Fazit: Wer das beschlossene Papier liest, wird sich wundern, dass es sich dabei um das Verhandlungsergebnis zwischen zwei Regierungsparteien und einer einzelnen Oppositionspartei handelt. Die CDU hat an zentralen Stellen Fakten gesetzt, die für die Zukunft wirken. Selbstverständlich gibt es die Stimmen einer Oppositionspartei nie ohne Gegenleistung, aber hier wird nicht deutlich, warum es am Ende den Kompromiss wert war. Gegen die Notwendigkeit, die Hauptschule aus der Verfassung zu streichen, hätte die CDU sich über kurz oder lang ohnehin nicht stellen können.

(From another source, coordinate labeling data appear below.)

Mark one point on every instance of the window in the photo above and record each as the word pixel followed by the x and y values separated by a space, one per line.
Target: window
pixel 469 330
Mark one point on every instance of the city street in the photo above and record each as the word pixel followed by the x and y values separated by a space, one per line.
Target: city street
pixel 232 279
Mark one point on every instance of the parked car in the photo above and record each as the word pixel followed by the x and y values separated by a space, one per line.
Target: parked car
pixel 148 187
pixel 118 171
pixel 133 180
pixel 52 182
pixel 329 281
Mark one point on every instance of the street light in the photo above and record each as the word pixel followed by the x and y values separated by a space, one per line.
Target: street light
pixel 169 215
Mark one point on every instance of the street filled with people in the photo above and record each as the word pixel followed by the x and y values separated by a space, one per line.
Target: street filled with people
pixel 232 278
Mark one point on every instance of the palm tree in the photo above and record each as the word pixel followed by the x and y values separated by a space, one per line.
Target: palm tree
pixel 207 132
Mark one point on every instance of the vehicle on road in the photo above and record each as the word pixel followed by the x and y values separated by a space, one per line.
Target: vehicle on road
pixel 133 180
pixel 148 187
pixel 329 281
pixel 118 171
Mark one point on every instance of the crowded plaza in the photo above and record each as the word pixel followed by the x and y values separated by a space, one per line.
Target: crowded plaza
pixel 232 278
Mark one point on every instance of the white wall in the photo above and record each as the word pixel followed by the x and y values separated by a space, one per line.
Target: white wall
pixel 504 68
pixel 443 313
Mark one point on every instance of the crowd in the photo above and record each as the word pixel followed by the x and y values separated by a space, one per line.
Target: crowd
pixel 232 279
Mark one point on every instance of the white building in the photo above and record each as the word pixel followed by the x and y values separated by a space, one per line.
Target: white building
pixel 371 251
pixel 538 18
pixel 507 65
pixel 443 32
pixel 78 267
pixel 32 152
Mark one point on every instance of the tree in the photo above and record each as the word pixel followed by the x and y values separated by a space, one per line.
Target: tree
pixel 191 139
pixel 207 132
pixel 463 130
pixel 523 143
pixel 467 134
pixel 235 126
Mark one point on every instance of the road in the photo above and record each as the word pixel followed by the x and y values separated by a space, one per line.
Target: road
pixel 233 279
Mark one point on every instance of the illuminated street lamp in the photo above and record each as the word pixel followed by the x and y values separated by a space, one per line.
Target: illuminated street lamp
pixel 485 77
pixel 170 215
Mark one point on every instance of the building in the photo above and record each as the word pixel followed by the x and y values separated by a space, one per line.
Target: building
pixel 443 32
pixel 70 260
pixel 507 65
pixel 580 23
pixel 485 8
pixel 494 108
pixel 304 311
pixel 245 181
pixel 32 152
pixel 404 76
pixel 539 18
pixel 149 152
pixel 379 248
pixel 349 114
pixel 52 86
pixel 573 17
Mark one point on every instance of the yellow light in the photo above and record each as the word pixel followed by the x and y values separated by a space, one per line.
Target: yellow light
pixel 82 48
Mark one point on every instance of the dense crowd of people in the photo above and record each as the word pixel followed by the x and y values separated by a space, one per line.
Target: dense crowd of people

Für andere sinnvolle Punkte im Konzept wie die (gesetzlich vorgeschriebene) Umsetzung der Inklusion und die Verkleinerung von Klassen, hätte die Koalition zur Not auch andere Mehrheiten im Landtag gefunden.
Statt eines Kompromisses, der das gegliederte Schulsystem festschreibt, hätte die Landesregierung gut daran getan, Mehrheiten für rot-grüne Bildungspolitik zu suchen. Dazu hätte zum Beispiel gehört, Gesamtschulgründungen vor Ort flexibler zu gestalten, um Lösungen für die vielen Elterninitiativen im Lande, die eben weniger abgewiesene Kinder wollen und keine neuen Schulformen, anbieten zu können. Auch für das dringend gebotene und im Koalitionsvertrag vereinbarte Abschulungsverbot hätte die Koalition für eine Mehrheit werben sollen.
Zentrale rot-grüne Projekte sind in diesem zu Unrecht bejubelten Schulkompromiss auf der Strecke geblieben.
Heute wissen wir wohl nicht, welche zentralen Entwicklungen und Ereignisse in einigen Jahrzehnten im Nordrhein-Westfälischen Geschichtsunterricht behandelt werden. Eines ist aber wohl sicher: Den „historischen Schulkonsens“ wird man in den Lehrplänen vergeblich suchen. Zukunftsweisende Politik sieht anders aus.

Nachtrag zur Velberter Situation:
Politisch ist die Diskussion um eine weitere Gesamtschule in Velbert eingefahren. Formal wird sich hieran auch mit dem neuen Schulkonsens nichts ändern. Was Velbert bräuchte, eine dreizügige Gesamtschule, die in der Oberstufe mit der ersten Gesamtschule kooperiert (ein Modell, dem im Dezember der städtische Ausschuss für Schule und Bildung einstimmig zugestimmt hat), wird auch weiterhin nicht ermöglicht. Nach ersten Diskussionen vor Ort über die Möglichkeit einer Gemeinschaftsschule, wird man nun abwarten müssen, was der nun neue Begriff der Sekundarschule bedeutet. Hierzu wird, wenn klar ist, was in Düsseldorf exakt auf den Weg gebracht wird, ein Dialog zwischen Hardenbergschulgemeinde, Verwaltung und Parteien nötig. Dabei bleibt zu hoffen, dass sich die Velberter CDU vom landesweiten Konsens dahingehend beeindruckt zeigt, dass sie sich an diesem Prozess beteiligt und an der Lösungssuche für eine Zukunft der Hardenbergschule endlich beteiligt.
Der Autor Jan Lichtwitz ist ehemaliger Sprecher der Juso-SchülerInnen in Nordrhein-Westfalen und war bis Mitte 2011 schulpolitischer Sprecher der SPD-Ratsfraktion in Velbert.